Yes, our Western languages offer this supreme advantage and proud distinction that the written signs 

of “mandarins” in China and Japan do not: our letters give us “voice”, the power - oh, what a power it 

is! - of speech through literacy! It is of fundamental importance to understand and appreciate fully 

the bestial stupidity of Monsieur Roland Barthes - this execrable impostor, this “hypocrite lecteur” -

epitomised in his immortally immoral absurd rambling about “fascism requires speech”. Or was it the 

other way round? “Speech requires fascism”? It matters not: both allocutions are the miserable 

sordid musings of a worthless soul - contemptible in the highest just for this one levity, ah, but of the 

most contemptible kind. To think! To think that Hannah Arendt championed speech, the power 

emanating from our ability to utter words as the highest, most sublime expression - indeed, oral and 

aural objectification - of our innermost and noblest being - of our power to think and to act in the 

world! (In Latin, the word for thinking is “cogitare”, from co-agitare, moving together, shaking, 

upsetting, altering the established order.)

Idiot-grams tear asunder the elemental, perhaps divine (Saint John’s Gospel: “In the beginning was 

the Word [Logos, logic]. And the Word became Flesh”, not the other way round!) nexus between 

words and objects by making these signs illegible to all but the most learned “mandarins”. Chinese 

idiograms offer no clue whatsoever as to how we are supposed to read them.

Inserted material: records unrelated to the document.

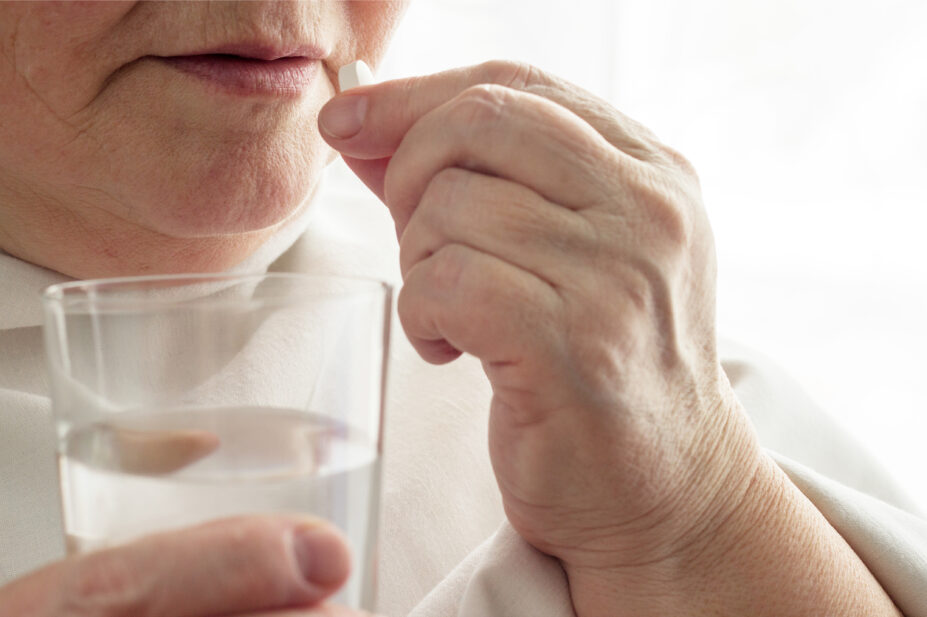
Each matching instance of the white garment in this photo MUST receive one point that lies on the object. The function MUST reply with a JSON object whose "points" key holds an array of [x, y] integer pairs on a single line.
{"points": [[445, 548]]}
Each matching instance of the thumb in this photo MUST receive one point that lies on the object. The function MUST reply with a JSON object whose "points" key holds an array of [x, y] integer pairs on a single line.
{"points": [[230, 566]]}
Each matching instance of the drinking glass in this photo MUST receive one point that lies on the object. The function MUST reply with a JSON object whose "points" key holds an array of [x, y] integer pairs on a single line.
{"points": [[180, 399]]}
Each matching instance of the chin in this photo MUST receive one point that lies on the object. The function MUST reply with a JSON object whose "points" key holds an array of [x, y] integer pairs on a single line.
{"points": [[233, 203]]}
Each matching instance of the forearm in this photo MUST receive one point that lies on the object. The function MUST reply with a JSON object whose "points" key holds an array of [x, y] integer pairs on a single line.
{"points": [[775, 555]]}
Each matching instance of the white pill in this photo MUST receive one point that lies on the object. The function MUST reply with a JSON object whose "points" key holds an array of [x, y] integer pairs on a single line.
{"points": [[355, 74]]}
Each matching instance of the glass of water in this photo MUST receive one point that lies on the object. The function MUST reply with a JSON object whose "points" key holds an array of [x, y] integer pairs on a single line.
{"points": [[180, 399]]}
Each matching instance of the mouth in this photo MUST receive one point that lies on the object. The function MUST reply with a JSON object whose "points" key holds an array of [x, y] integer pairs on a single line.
{"points": [[252, 70]]}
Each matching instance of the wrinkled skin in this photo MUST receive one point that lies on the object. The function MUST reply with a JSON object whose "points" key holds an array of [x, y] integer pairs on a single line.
{"points": [[540, 231]]}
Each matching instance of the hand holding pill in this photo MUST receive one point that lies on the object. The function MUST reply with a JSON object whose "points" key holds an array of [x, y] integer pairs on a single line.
{"points": [[563, 245]]}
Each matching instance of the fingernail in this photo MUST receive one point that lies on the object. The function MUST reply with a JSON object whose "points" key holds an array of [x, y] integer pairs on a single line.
{"points": [[321, 555], [343, 116]]}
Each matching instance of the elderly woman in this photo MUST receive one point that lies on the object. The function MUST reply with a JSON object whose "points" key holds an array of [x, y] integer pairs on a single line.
{"points": [[540, 232]]}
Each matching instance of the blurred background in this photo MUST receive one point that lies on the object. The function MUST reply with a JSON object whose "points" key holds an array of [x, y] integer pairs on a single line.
{"points": [[807, 121]]}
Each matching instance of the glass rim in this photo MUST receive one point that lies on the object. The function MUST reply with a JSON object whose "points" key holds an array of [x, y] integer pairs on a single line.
{"points": [[92, 292]]}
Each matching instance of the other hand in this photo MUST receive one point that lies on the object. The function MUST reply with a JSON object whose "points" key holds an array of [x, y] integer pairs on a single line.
{"points": [[263, 565]]}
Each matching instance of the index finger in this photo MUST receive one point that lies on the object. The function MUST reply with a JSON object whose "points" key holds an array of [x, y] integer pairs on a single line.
{"points": [[224, 567], [367, 124]]}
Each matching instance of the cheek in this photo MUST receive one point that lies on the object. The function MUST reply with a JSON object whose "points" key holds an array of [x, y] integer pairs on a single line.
{"points": [[372, 25]]}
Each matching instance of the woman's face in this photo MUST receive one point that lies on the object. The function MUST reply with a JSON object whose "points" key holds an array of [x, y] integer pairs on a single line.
{"points": [[188, 120]]}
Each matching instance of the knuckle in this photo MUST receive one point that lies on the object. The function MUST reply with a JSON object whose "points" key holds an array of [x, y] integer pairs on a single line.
{"points": [[445, 187], [511, 74], [479, 106], [448, 266], [665, 206], [252, 562], [678, 162], [103, 585]]}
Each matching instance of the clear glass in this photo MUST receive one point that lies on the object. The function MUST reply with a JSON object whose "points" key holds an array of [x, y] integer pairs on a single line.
{"points": [[180, 399]]}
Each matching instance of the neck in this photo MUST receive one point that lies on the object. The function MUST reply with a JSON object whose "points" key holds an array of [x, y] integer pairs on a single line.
{"points": [[96, 244]]}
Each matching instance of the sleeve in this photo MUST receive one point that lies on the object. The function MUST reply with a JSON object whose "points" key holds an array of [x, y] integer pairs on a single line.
{"points": [[507, 577]]}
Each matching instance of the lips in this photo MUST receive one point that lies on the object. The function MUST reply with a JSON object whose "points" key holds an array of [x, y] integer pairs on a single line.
{"points": [[252, 69]]}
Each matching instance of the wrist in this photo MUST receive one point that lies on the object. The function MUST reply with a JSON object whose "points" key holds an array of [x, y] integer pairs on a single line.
{"points": [[767, 553]]}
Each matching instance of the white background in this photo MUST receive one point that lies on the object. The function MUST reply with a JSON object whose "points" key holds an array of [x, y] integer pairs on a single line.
{"points": [[807, 121]]}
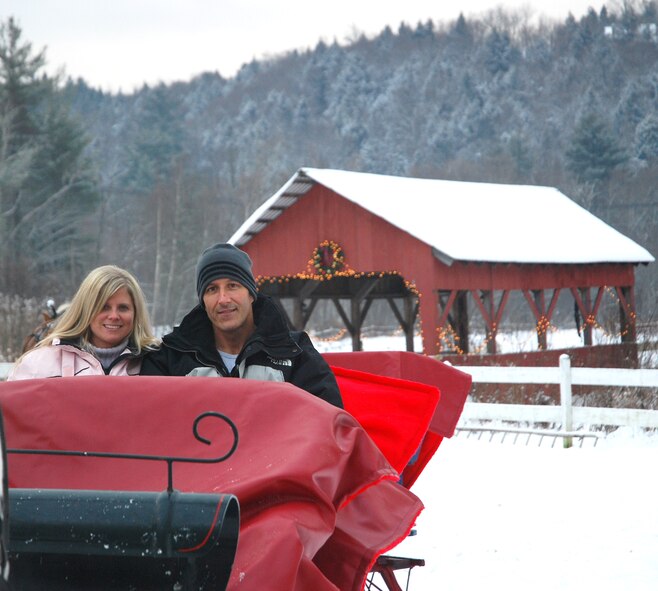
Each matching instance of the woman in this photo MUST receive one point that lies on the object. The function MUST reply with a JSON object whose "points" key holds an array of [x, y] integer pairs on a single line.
{"points": [[105, 331]]}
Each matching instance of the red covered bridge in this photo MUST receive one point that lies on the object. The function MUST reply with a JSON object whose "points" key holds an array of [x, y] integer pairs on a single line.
{"points": [[438, 251]]}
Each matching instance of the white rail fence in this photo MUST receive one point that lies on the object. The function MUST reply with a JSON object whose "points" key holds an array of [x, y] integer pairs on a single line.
{"points": [[565, 415]]}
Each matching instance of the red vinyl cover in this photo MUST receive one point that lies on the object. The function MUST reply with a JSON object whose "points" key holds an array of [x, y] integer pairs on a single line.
{"points": [[453, 384], [319, 501], [395, 413]]}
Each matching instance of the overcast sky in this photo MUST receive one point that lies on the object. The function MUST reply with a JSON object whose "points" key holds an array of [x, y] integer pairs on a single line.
{"points": [[121, 44]]}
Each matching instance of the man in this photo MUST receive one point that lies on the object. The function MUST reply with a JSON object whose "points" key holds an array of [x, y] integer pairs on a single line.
{"points": [[237, 332]]}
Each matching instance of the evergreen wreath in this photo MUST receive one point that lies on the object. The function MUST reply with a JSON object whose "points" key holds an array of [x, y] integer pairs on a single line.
{"points": [[328, 258]]}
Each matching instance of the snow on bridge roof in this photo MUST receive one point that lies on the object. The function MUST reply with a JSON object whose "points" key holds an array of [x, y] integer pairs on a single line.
{"points": [[467, 221]]}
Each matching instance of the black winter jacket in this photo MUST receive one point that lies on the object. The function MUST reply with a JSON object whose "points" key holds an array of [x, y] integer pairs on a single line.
{"points": [[273, 352]]}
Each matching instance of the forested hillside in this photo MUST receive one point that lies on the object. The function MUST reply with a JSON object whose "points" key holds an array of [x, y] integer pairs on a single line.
{"points": [[146, 180]]}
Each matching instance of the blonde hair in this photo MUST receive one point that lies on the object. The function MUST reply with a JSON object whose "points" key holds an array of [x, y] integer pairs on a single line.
{"points": [[94, 291]]}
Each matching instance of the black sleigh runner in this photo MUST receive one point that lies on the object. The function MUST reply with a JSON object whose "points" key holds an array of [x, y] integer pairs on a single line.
{"points": [[197, 483]]}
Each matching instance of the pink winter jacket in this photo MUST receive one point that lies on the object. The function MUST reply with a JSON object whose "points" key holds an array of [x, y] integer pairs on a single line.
{"points": [[66, 360]]}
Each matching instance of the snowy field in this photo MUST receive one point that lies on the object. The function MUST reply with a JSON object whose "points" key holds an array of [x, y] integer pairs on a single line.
{"points": [[511, 517], [524, 517]]}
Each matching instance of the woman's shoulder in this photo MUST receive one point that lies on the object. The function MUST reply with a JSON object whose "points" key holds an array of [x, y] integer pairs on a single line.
{"points": [[45, 361]]}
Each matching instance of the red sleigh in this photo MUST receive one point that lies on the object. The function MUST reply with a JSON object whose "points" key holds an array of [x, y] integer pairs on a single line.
{"points": [[305, 495]]}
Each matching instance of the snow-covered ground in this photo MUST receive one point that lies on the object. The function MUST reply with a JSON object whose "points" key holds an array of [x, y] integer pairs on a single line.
{"points": [[516, 517], [505, 516]]}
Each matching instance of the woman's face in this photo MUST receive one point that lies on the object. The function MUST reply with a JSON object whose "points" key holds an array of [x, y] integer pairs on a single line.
{"points": [[114, 323]]}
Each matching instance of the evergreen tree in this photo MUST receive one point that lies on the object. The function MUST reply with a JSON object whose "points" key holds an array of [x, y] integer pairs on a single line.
{"points": [[47, 190], [646, 138], [594, 152]]}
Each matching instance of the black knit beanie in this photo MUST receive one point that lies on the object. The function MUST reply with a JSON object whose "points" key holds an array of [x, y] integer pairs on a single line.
{"points": [[221, 261]]}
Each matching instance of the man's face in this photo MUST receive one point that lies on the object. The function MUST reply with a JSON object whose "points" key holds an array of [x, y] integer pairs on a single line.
{"points": [[228, 305]]}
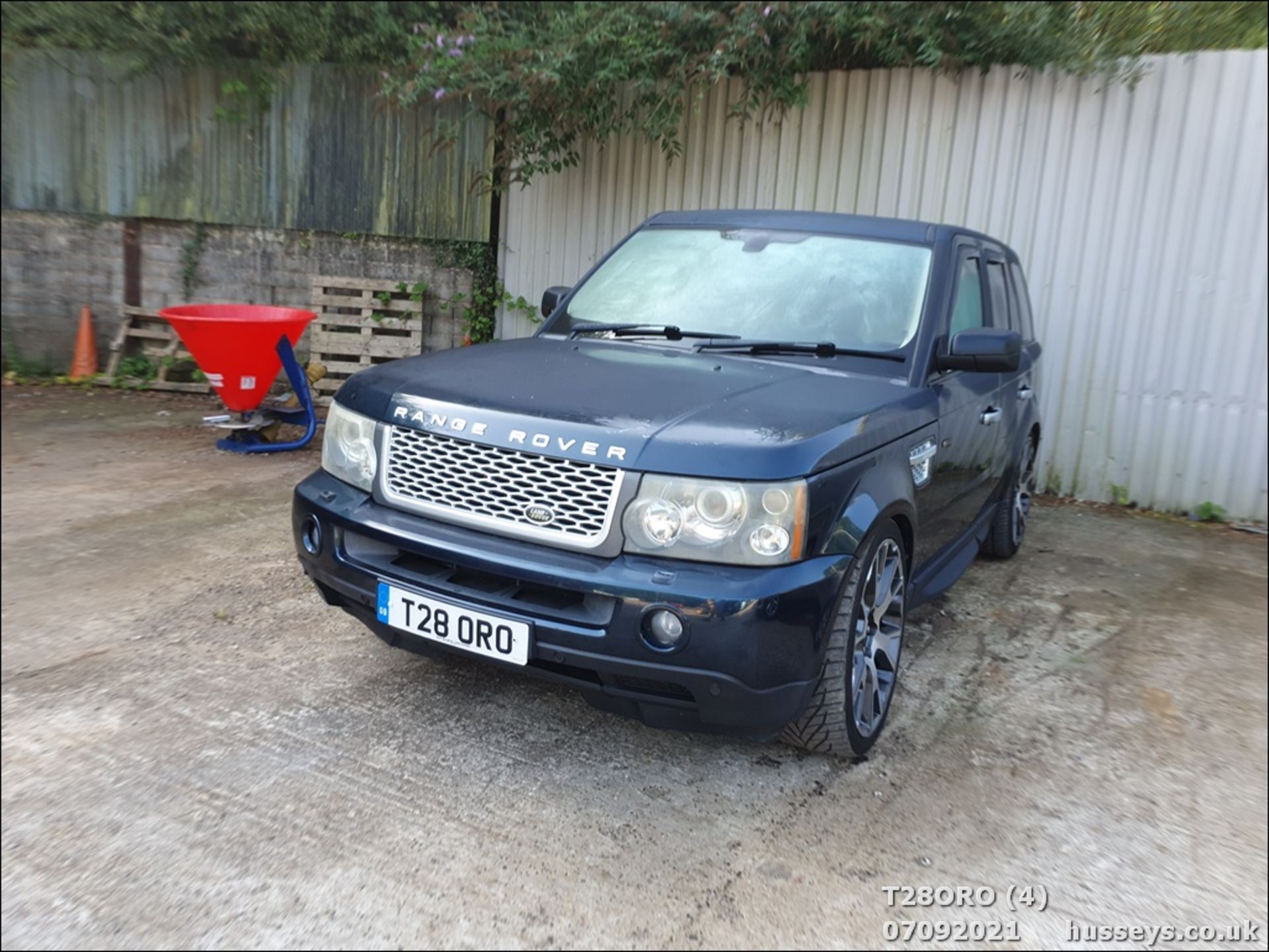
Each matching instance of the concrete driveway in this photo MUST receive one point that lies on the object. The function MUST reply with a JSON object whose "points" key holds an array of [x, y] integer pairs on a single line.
{"points": [[198, 752]]}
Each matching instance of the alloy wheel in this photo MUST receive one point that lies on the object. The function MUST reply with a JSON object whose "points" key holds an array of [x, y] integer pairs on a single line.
{"points": [[878, 637]]}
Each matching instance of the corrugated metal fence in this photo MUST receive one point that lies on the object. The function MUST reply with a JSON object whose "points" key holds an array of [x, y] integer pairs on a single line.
{"points": [[1140, 213], [80, 136]]}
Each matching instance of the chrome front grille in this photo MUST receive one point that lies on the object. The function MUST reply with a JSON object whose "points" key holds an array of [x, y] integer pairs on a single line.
{"points": [[492, 487]]}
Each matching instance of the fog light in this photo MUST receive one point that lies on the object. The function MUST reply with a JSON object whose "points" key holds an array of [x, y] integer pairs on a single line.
{"points": [[663, 629], [310, 535]]}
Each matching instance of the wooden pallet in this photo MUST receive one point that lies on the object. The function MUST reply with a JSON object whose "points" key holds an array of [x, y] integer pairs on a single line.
{"points": [[143, 334], [356, 330]]}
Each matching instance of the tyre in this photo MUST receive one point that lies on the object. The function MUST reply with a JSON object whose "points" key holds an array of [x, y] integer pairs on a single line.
{"points": [[861, 663], [1009, 524]]}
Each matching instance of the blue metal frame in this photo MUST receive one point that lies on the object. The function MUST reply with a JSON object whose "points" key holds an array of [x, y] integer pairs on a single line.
{"points": [[252, 441]]}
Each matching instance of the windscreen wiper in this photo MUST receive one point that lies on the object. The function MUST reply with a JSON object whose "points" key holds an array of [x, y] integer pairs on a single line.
{"points": [[668, 331], [824, 349]]}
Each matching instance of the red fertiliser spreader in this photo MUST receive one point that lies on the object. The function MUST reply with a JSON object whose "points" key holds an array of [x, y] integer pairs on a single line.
{"points": [[240, 348]]}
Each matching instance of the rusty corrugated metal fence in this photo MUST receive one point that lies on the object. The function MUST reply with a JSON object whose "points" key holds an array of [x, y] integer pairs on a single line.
{"points": [[324, 154], [1140, 213]]}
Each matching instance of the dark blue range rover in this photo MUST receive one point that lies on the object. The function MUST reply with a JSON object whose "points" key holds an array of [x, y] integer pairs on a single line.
{"points": [[711, 487]]}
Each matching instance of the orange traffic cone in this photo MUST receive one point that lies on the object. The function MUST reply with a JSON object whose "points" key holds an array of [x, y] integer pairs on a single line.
{"points": [[84, 364]]}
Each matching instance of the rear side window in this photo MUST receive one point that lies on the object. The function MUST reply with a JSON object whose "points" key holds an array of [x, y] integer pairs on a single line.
{"points": [[968, 311], [999, 295], [1023, 303]]}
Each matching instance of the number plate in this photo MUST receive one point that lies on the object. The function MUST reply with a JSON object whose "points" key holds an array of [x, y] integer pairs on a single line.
{"points": [[488, 636]]}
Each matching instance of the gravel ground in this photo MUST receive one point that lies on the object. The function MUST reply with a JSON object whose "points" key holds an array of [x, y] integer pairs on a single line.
{"points": [[198, 752]]}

Consequently, each 

“reader” has to be able to memorize every idiograms as it indicates each individual word and the 

object that it “signifies”. Thus, Chinese idiograms are “illegible” to all but the most erudite Chinese -

to wit, the “mandarinate”, the exclusive and oppressive caste of Chinese imperial and imperious 

clerks who worked incessantly and tirelessly to ensure that only they could decipher - ah, ciphers, 

signs again! - the meaning of their ludicrously convoluted signs that supposedly stood for “words” but 

not in legible (!) form - rather, only as “signs”, as symbols that relate directly, immediately (without 

the mediation of thought, of speech) to objects. The Chinese dictionary - but there is no diction! (Latin, 

dicere, to say, to speak) - or vocabulary - but again, no vocables! No voice! - is despicable and 

autocratic in the extreme - good enough reason for us Westerners to seek to…ob-literate it, to 

expurgate it from our collective memory as the supreme exaltation of human domination, subjection 

and oppression that it truly is. “A boot stamped on a human face, forever”: George Orwell’s 

description of the Nazi goose-step is an appropriate and adequate definition of Chinese idiograms, of 

all they symbolize: - all the pernicious practices of Oriental autocracy; the hideous subjection and 

enslavement of entire populations of humans that it most ignominiously represents.

Si monumentum requiris, circumspice. If you require proof, look around. The pompous Barthes, the 

idiot brain and his idiot-grams; the French callow delusional philosophe with his flamboyant, 

boisterously vile confabulations about speech and fascism. Like Marcel Proust in the very last 

paragraph of “Un Amour de Swann”, I only had to start reading “L’Empire des Signes” to realize, with 

consternation and disdain, that what I had long believed to be a repository of sociological wisdom, 

was merely the meretricious ramblings of an idolatrous mind - Roland Barthes’s: Not an iconoclast, 

but a genuflector before the hieratic empire of mindless, speechless signs.